En un día muy frío, de crudo invierno, helado, con un suelo cubierto de nieve, bien cobijado en brazos de mi padre, mi madre quedó muy delicada por el parto, fui llevado la iglesia del pueblo, espacio de vida en el amor de Dios en el servicio del prójimo, pequeña estructura en transición entre el estilo románico y el gótico (siglo XIII), para ser bautizado. Me impusieron el nombre de Pablo por voluntad de mi madre. Con el bautismo nací a la vida nueva de Dios, en Cristo-comunidad de creyentes. Soy, somos morada del Espíritu Santo; Dios habita en ustedes y en mí.

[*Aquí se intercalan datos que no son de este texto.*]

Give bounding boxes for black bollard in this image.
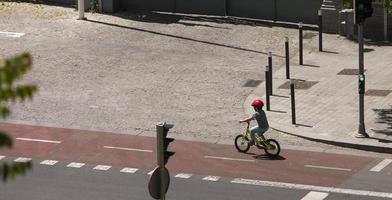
[264,65,270,111]
[284,37,290,79]
[268,52,273,95]
[290,80,296,124]
[298,22,304,65]
[318,10,323,51]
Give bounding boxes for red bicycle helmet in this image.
[251,99,264,108]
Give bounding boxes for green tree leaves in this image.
[0,53,37,181]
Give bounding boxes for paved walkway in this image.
[244,32,392,152]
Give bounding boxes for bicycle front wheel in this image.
[264,139,280,156]
[234,135,250,153]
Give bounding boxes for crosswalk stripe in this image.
[40,160,58,165]
[301,191,328,200]
[175,173,192,178]
[67,162,85,168]
[14,157,31,162]
[370,159,392,172]
[93,165,112,171]
[230,178,392,198]
[203,176,220,181]
[120,167,139,174]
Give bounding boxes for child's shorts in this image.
[250,126,268,136]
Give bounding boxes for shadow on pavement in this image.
[252,154,286,160]
[373,106,392,137]
[86,19,284,58]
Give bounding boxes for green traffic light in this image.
[358,4,365,12]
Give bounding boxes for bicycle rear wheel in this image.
[264,139,280,156]
[234,134,250,153]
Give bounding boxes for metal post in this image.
[225,0,229,17]
[284,37,290,79]
[355,22,369,138]
[298,22,303,65]
[156,122,166,200]
[290,80,296,124]
[318,10,323,51]
[268,52,273,95]
[78,0,86,20]
[264,65,270,111]
[384,0,388,42]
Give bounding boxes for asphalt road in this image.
[0,159,392,200]
[0,124,392,200]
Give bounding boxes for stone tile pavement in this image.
[244,34,392,153]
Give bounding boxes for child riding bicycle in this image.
[240,99,269,146]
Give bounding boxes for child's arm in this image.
[240,116,254,123]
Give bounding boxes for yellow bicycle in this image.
[234,122,280,156]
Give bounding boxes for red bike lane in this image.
[0,123,374,187]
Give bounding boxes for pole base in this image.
[355,125,369,138]
[355,133,369,138]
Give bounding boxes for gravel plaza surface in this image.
[0,2,317,144]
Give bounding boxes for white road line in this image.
[16,138,61,144]
[203,176,220,181]
[230,178,392,198]
[370,159,392,172]
[14,157,31,162]
[174,173,192,178]
[40,160,59,165]
[204,156,255,162]
[103,146,152,153]
[67,162,85,168]
[93,165,112,171]
[0,31,25,37]
[301,191,328,200]
[120,168,139,174]
[304,165,351,171]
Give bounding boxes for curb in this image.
[270,127,392,154]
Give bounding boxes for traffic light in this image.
[157,122,175,167]
[354,0,373,24]
[358,74,365,94]
[163,123,175,165]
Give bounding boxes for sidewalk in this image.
[244,34,392,153]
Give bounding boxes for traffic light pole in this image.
[78,0,86,20]
[355,22,369,138]
[156,123,166,200]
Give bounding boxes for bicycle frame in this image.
[244,122,267,148]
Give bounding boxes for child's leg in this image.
[249,126,259,145]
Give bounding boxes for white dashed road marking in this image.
[14,157,31,162]
[40,160,58,165]
[120,168,138,174]
[370,159,392,172]
[305,165,351,171]
[16,138,61,144]
[204,156,255,162]
[301,191,328,200]
[175,173,192,178]
[203,176,220,181]
[93,165,112,171]
[103,146,152,153]
[230,178,392,198]
[0,31,25,37]
[67,162,85,168]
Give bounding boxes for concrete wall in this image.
[115,0,322,24]
[364,5,392,41]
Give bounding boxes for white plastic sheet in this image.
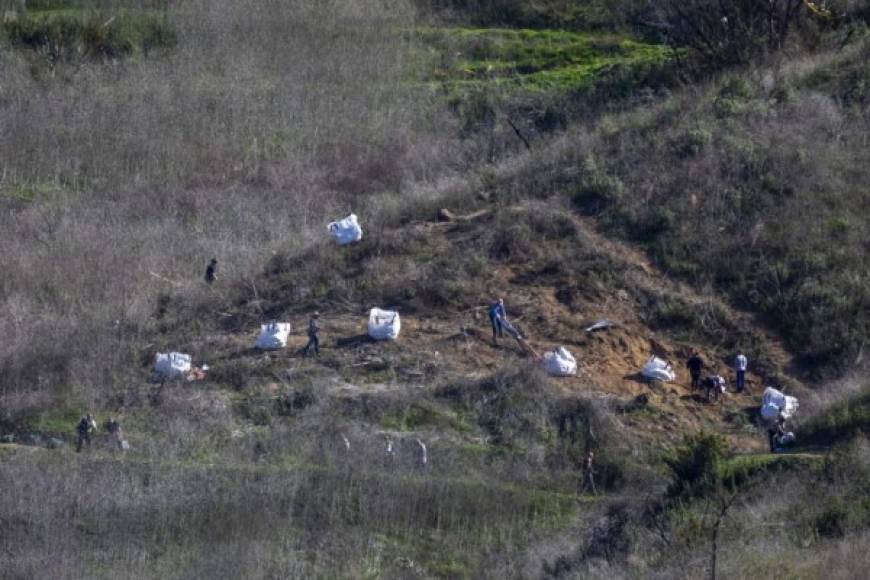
[257,322,290,350]
[761,387,800,421]
[543,346,577,377]
[369,308,402,340]
[640,356,677,382]
[326,214,362,246]
[154,352,191,379]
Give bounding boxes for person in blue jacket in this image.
[489,298,507,344]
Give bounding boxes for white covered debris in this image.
[154,352,191,380]
[542,346,577,377]
[369,308,402,340]
[327,214,362,246]
[257,322,290,350]
[640,356,677,382]
[761,387,799,421]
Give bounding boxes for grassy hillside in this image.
[0,0,870,580]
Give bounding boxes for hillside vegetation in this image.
[0,0,870,580]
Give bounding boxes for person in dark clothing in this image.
[580,450,598,495]
[489,298,507,344]
[103,417,124,449]
[686,351,704,389]
[205,258,217,284]
[767,415,785,453]
[305,312,320,356]
[703,375,726,403]
[76,414,94,453]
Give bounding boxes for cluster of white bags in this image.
[542,346,577,377]
[761,387,799,421]
[640,356,677,382]
[257,322,290,350]
[154,352,191,380]
[326,214,362,246]
[369,308,402,340]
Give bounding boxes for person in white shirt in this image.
[734,351,749,393]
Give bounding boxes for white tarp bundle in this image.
[640,356,677,382]
[369,308,402,340]
[154,352,191,379]
[543,346,577,377]
[326,214,362,246]
[257,322,290,350]
[761,387,799,421]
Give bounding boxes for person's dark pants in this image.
[305,334,320,355]
[735,371,746,393]
[489,318,504,341]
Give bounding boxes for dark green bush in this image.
[573,171,622,215]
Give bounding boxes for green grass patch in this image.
[797,389,870,446]
[25,409,84,433]
[718,453,825,483]
[379,405,477,433]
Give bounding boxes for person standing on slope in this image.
[205,258,217,284]
[580,449,598,495]
[489,298,507,344]
[734,351,749,393]
[76,413,96,453]
[686,350,704,390]
[305,312,320,356]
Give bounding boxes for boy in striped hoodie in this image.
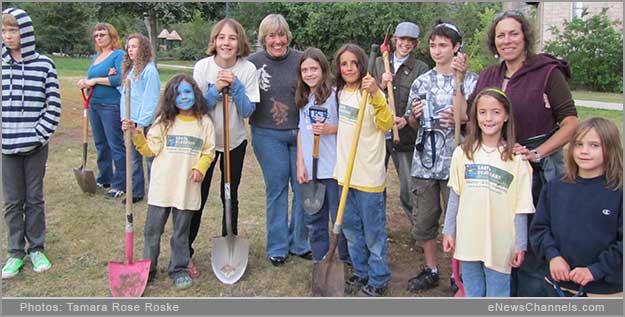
[2,8,61,279]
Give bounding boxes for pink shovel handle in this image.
[125,232,135,264]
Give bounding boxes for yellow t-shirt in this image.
[334,88,393,192]
[449,147,534,274]
[133,115,215,210]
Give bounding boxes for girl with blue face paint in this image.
[122,74,215,288]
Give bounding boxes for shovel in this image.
[300,107,328,215]
[109,80,151,297]
[312,44,379,297]
[74,88,97,194]
[211,87,250,285]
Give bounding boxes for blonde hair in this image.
[2,13,19,27]
[93,22,122,53]
[206,18,251,57]
[258,13,293,49]
[122,33,154,79]
[562,117,623,190]
[462,88,516,161]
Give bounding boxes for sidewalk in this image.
[575,99,623,111]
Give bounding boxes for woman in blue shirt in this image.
[78,23,126,198]
[120,34,161,203]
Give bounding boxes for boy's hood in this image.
[2,8,38,63]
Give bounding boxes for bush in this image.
[545,8,623,93]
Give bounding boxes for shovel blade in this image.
[300,181,326,215]
[211,235,250,285]
[312,257,345,297]
[74,167,97,194]
[109,260,150,297]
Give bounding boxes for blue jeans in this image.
[89,103,126,191]
[340,186,391,288]
[132,126,154,198]
[304,178,349,261]
[252,126,310,257]
[460,261,510,297]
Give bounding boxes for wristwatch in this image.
[530,149,542,163]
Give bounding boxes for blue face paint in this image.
[176,81,195,110]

En esa iglesia, ecléctica, bajo la advocación de San Martín de Tours, soldado a caballo del ejército romano, que compartió su capa militar con el pobre desnudo a la vera del camino en una tarde fría, fui instruido en las enseñanzas de Jesucristo, vida, pastor y guía, miembro de la Iglesia, pueblo de la Nueva Alianza, por un maestro de vida espiritual, el presbítero Don Santiago Egea, quien me bautizó e me inició, junto con mis padres, en la fe en un Dios Padre Misericordioso de quien, Don Santiago, afirmaba haber recibido grandes muestras de misericordia: “Soy un testigo de la bondad y misericordia de Dios, decía, Él ha sido bueno conmigo”.

Don Santiago, en aquella sencilla iglesia de piedra, donde nos reuníamos domingo a domingo la Asamblea de los creyentes en hermandad, me acompañó en el crecimiento en la fe y vida cristiana. De sus manos también recibí el Pan Bendito de la Eucaristía, me acompañó en el sacramento de la madurez cristiana: la Confirmación, que me consolidó en la fe con el Don y plenitud del Espíritu Santo y, más tarde, me impulsó al ministerio sacerdotal. Mi primera misa fue también en esa humilde iglesia de San Martín con mi padre, mi hermana María Dolores y mis hermanos Pedro e Irene, muchos otros familiares y la comunidad del pueblo, con alegría y acción de gracias. Hubo una ausencia significativa en esa mi primera Misa Eucaristía, no estaba ya Don Santiago, el Padre Dios, hacía ocho o diez años, lo había recogido en la comunidad de los salvados en el paraíso.

Al hacer esta remembranza de mi caminar espiritual cristiano, mi memoria actualizó el diálogo que sostuvo el Maestro Jesús con una mujer de Samaria, junto al pozo de Jacob en un día caluroso y sediento caminar. En la conversación entrambos, se habló del templo de Jerusalén, judío, en oposición y al templo del monte Guerizim, samaritano. Contradicción que Jesús resolvió con la siguiente expresión: “Llega la hora, y ya estamos en ella, en que los verdaderos adoradores adorarán al Padre en Espíritu y en verdad. Porque ésos son los adoradores que busca el Padre” (Jn 4,23). Considero, que la iglesia de mi pueblo fue el espacio de espíritu y verdad del que habló Jesús a la samaritana. Allí, con actitud fraterna de hijos de Dios, adorábamos al Padre en espíritu y verdad; éramos una pequeña y viva comunidad, familia en el espíritu de Jesús,

Esta reflexión que comparto, me la inspiró la lectura y meditación que hice este domingo al amanecer, preparando mi encuentro con la asamblea dominical en la Iglesia de Santo Domingo, en la que proclamé el pasaje del Evangelio de Juan, que habla de la expulsión de vendedores de animalitos de toda especie del templo y de la volcadura de las mesas de los cambistas, negocio de cambio de moneda extranjera, impura, por la moneda, pura, del templo. Otro tanto hizo con los que vendían palomas, movido “por el celo por la casa de su Padre, diciendo: “Quiten todo esto de aquí y no conviertan en un mercado la casa de mi Padre” (Jn 2, 13-17).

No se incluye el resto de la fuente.